Mr. Deluxe in his current state — done. He was always a pretty thing to look at. He’s much easier to play now.

But Mr. Deluxe is restless and strong. Somehow, the dismissal of his self-worth plucked a dissonant chord on his strings that roared: Get thee to a luthier!

Dan Roberts (check out his website here) was recommended and chosen to complete the repairs. After a couple of phone calls, Mr. Deluxe was placed in his case and transported to the Dan’s’ guitar shop in Belgrade.

He was placed on the workbench and inspected. Mirrors were inserted into his sound hole. A long steel ruler placed against his frets showed the geometric changes the neck’s angle had developed. A neck reset was the first major surgery required. Surgical room No. 2 was readied for the bridge replacement. Mr. Deluxe was still breathing, but resuscitation wasn’t far off. Last rites were a possibility.

Dan took to the task and kept the owner updated on the progress. The normal dovetailed joint connecting the neck to the body was “not normal.” The joint looked more like a peg than a dovetail. Dan had to rebuild it, reposition its angle and rebuild the body fitting to accept the new neck joint.

The bridge, saddle and bone nut were custom made. It wasn’t easy. It took time and effort and expertise. Mr. Deluxe was restrung, wiped clean and placed back in his owner’s hands.

Playing the first chord was like a revelation. A couple of G-runs and major chords made Mr. Deluxe shake, rattle and roll. He was loud. He had sustain. He had timbre. He was much easier to play from the first moment the stitches were pulled and bandages removed. Dan did great work. He did his best.

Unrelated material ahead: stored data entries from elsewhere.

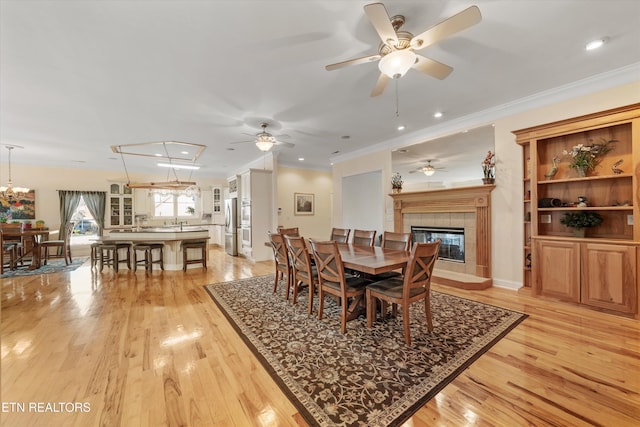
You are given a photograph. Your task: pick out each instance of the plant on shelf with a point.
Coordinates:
(584, 158)
(396, 182)
(489, 168)
(581, 219)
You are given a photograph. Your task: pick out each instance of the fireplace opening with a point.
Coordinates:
(452, 246)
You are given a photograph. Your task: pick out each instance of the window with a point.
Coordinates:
(85, 229)
(174, 205)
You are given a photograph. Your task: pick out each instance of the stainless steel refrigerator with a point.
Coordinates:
(231, 226)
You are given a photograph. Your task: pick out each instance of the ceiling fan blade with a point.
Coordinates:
(460, 21)
(355, 61)
(381, 84)
(377, 14)
(432, 67)
(286, 144)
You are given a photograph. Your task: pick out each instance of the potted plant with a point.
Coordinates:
(396, 182)
(489, 168)
(585, 158)
(580, 220)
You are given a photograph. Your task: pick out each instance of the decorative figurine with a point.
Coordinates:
(615, 167)
(582, 202)
(554, 168)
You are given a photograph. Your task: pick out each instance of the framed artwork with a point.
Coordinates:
(23, 207)
(303, 204)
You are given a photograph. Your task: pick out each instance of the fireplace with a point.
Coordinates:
(452, 246)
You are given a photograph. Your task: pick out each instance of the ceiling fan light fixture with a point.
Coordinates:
(397, 63)
(428, 170)
(595, 44)
(264, 143)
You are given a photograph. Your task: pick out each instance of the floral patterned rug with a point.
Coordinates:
(53, 266)
(367, 377)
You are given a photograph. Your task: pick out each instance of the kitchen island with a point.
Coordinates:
(171, 236)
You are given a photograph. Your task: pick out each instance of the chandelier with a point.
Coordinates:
(10, 192)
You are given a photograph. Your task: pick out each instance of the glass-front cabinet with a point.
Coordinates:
(121, 204)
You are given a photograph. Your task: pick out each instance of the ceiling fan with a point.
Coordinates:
(428, 169)
(265, 141)
(397, 49)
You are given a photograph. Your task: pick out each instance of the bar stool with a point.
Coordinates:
(194, 244)
(148, 261)
(106, 253)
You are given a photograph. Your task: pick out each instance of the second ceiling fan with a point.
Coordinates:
(396, 53)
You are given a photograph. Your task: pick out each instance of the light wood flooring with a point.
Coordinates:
(153, 350)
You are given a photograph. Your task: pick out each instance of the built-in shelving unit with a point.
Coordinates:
(120, 205)
(602, 269)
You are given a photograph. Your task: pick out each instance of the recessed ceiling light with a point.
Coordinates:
(594, 44)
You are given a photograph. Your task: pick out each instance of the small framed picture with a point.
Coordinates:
(303, 204)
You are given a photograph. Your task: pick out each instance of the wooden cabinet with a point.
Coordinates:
(609, 275)
(120, 205)
(598, 275)
(599, 270)
(557, 270)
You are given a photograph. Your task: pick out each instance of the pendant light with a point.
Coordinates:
(10, 192)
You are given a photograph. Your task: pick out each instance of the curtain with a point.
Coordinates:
(69, 201)
(96, 203)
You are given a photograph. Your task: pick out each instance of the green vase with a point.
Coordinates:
(581, 171)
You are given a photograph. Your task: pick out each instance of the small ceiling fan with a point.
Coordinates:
(428, 169)
(265, 141)
(397, 49)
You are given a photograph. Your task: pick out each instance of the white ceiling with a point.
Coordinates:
(77, 77)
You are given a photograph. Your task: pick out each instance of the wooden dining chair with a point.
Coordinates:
(340, 235)
(293, 231)
(333, 280)
(364, 237)
(414, 286)
(304, 273)
(14, 238)
(58, 248)
(281, 259)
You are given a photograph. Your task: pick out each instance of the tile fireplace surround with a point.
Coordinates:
(468, 207)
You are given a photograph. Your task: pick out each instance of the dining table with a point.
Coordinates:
(372, 259)
(30, 239)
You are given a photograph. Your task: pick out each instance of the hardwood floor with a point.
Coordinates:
(133, 350)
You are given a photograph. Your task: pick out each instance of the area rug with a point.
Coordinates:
(367, 377)
(53, 266)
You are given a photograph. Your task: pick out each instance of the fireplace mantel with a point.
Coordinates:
(475, 199)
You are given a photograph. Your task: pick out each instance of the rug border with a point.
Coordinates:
(265, 363)
(400, 419)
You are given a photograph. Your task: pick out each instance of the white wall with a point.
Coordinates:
(362, 196)
(318, 183)
(380, 161)
(507, 212)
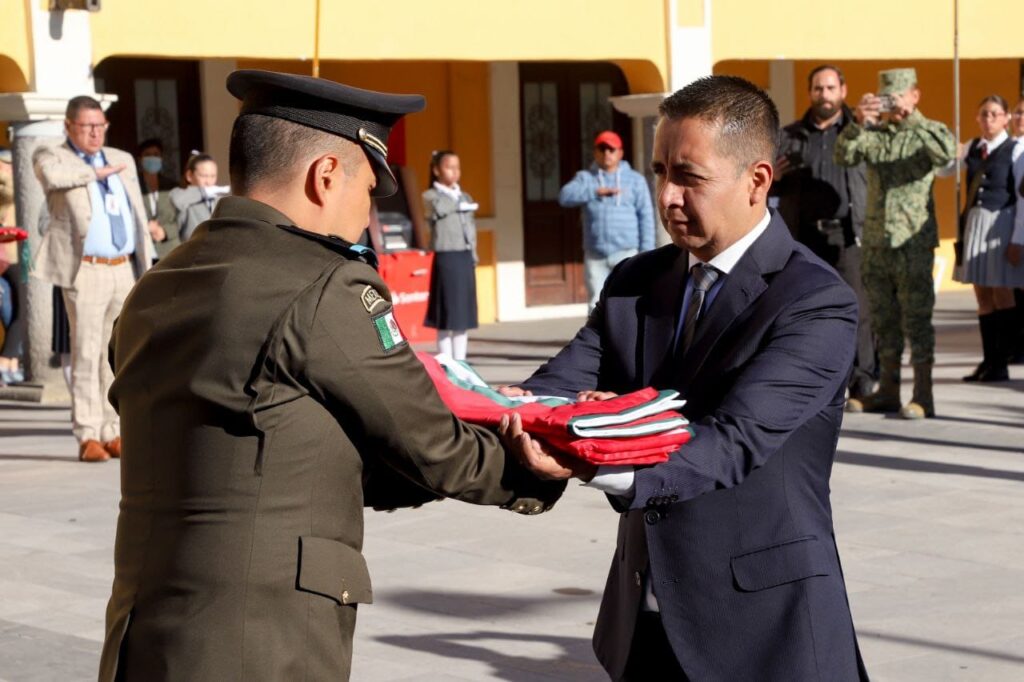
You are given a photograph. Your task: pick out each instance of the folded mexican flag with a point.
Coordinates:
(642, 427)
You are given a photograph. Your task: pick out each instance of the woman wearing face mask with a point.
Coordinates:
(156, 196)
(194, 202)
(992, 242)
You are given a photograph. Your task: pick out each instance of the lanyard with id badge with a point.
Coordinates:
(111, 202)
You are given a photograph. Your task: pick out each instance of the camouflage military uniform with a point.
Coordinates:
(900, 230)
(899, 239)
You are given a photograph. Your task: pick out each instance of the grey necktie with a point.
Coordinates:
(704, 276)
(118, 233)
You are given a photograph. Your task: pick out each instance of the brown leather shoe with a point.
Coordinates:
(113, 448)
(91, 451)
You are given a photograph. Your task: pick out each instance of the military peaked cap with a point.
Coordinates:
(361, 116)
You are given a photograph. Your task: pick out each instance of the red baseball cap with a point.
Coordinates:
(608, 137)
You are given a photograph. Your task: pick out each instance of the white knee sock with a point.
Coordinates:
(66, 368)
(460, 340)
(444, 341)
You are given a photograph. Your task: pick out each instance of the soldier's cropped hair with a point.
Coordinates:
(825, 67)
(745, 116)
(76, 104)
(265, 150)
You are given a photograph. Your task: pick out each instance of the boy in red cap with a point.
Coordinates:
(617, 218)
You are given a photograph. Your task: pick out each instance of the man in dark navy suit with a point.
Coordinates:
(726, 565)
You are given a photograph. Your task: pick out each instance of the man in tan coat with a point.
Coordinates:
(95, 246)
(267, 395)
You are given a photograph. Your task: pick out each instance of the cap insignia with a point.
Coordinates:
(374, 141)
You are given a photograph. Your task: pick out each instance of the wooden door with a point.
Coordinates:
(156, 98)
(563, 107)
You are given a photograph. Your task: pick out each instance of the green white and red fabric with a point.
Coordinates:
(642, 427)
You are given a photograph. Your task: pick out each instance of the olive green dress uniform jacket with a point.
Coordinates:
(262, 405)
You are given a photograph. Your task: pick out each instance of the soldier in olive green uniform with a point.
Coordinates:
(266, 395)
(900, 233)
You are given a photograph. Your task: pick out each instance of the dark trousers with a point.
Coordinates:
(651, 656)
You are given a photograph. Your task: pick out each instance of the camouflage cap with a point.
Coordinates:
(895, 81)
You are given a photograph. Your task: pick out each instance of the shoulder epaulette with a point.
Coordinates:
(338, 245)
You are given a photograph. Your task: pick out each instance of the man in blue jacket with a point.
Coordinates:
(617, 218)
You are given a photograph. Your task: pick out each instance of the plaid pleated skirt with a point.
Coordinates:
(453, 292)
(986, 236)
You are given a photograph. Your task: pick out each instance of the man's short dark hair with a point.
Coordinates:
(825, 67)
(266, 150)
(745, 115)
(76, 104)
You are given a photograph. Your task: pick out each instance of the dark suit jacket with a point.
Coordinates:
(737, 525)
(260, 396)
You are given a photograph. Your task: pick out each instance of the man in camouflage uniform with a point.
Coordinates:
(900, 232)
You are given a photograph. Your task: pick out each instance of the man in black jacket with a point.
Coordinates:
(823, 204)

Mr. Deluxe was as good as he had ever been, maybe even better. He’s happy. Singing often is what he was made to do. His owner tries to accommodate his emotion.

Renew the dreaming with new songs. New chords. More practice. More hard work. We aren’t hitching for rides or playing for quarters, but we’re trying. And, willing.

Taking the steps to be one’s best brings smiles.